Grand cinéaste chinois de notre temps, Lou Ye est de retour cette année avec un cinquième long. Présenté en compétition dans Un certain regard au festival de Cannes en 2012, Lou Ye n’a cette année pas choisit la compétition officielle (auquel il avait participé avec Purple Butterfly, Une jeunesse chinoise, et Nuit d’ivresse printanière). Pour la première fois, le cinéma de Lou Ye s’inscrit dans le film de genre, le thriller/film noir sans pour autant y suivre codes et balisages habituels.

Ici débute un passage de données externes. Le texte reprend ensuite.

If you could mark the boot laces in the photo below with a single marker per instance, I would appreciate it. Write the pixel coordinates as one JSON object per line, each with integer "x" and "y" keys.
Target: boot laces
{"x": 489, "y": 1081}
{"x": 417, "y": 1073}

C’est en ce sens que Mystery nous happe dès ses première minutes : tout commence très vite par la mort de la victime, renversé par une voiture, et gravement blessée juste avant l’accident. Ces premiers plans magnifiquement montés nous apparaissent non sous un seul point de vue, mais bien plusieurs. Ce sera également le sujet du film, parmi de nombreux témoignages, mensonges, complots et trahisons. Ces premières annonces pourraient sembler classiques (film choral ?), et non dignes d’intérêt pour un film codifié aux premiers abords.

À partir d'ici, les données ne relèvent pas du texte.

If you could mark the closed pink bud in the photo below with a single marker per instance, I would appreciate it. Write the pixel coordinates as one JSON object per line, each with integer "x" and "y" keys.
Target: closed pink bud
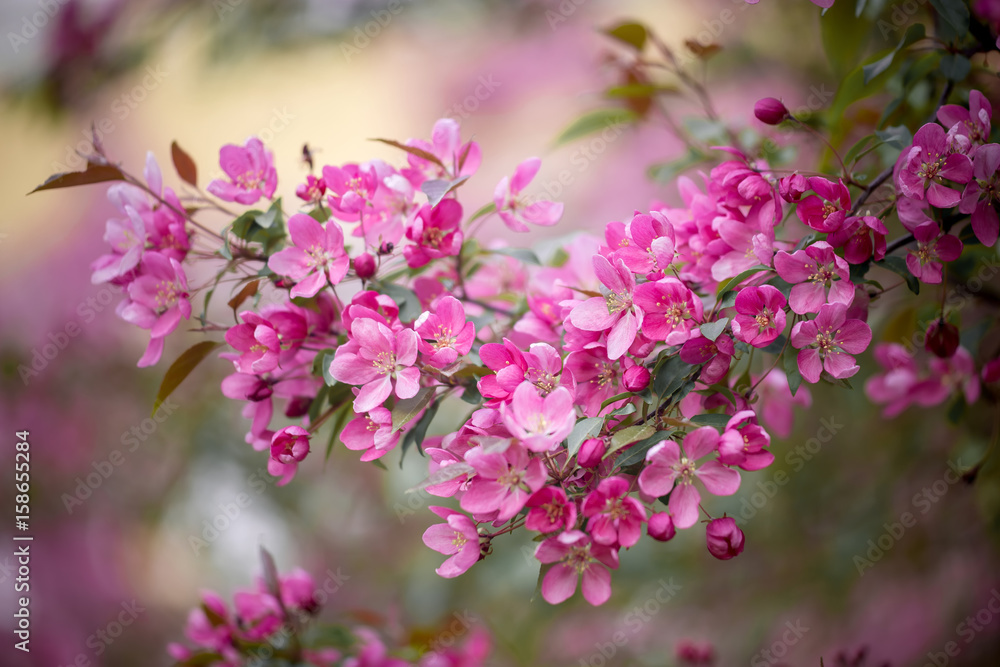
{"x": 364, "y": 266}
{"x": 661, "y": 527}
{"x": 942, "y": 339}
{"x": 725, "y": 539}
{"x": 591, "y": 452}
{"x": 290, "y": 444}
{"x": 770, "y": 111}
{"x": 636, "y": 378}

Cette fabuleuse scène reviendra à plusieurs reprises durant la progression de l’intrigue : c’est de là que tout le film part, c’est là qu’est la clé. De sublimes ralentis à la coréenne peuvent nous évoquer d’autres grands cinéastes, comme Park Chan Wook, Kim Je-woon, et bien d’autres. Cette scène pourrait s’inscrire dans le slasher, si elle n’était pas filmée d’une façon si personnelle, si propre à l’auteur. Comme d’autres procédés de mise en scène de Lou Ye reconnaissables (gros plans sur les visages pendant des actes violents) Mystery insuffle au thriller d’aujourd’hui un esprit quasi nouveau, original, puissant, à l’encontre du thriller américain académique. L’impressionnante Hao Lei, déjà remarquée dans Une jeunesse chinoise (2006) est de tous les plans, et apparaît comme une anti femme fatale, une héroïne soumise en continu. Ce rôle lui a par ailleurs valu une nomination de la meilleure actrice au dernier festival d’Hong Kong.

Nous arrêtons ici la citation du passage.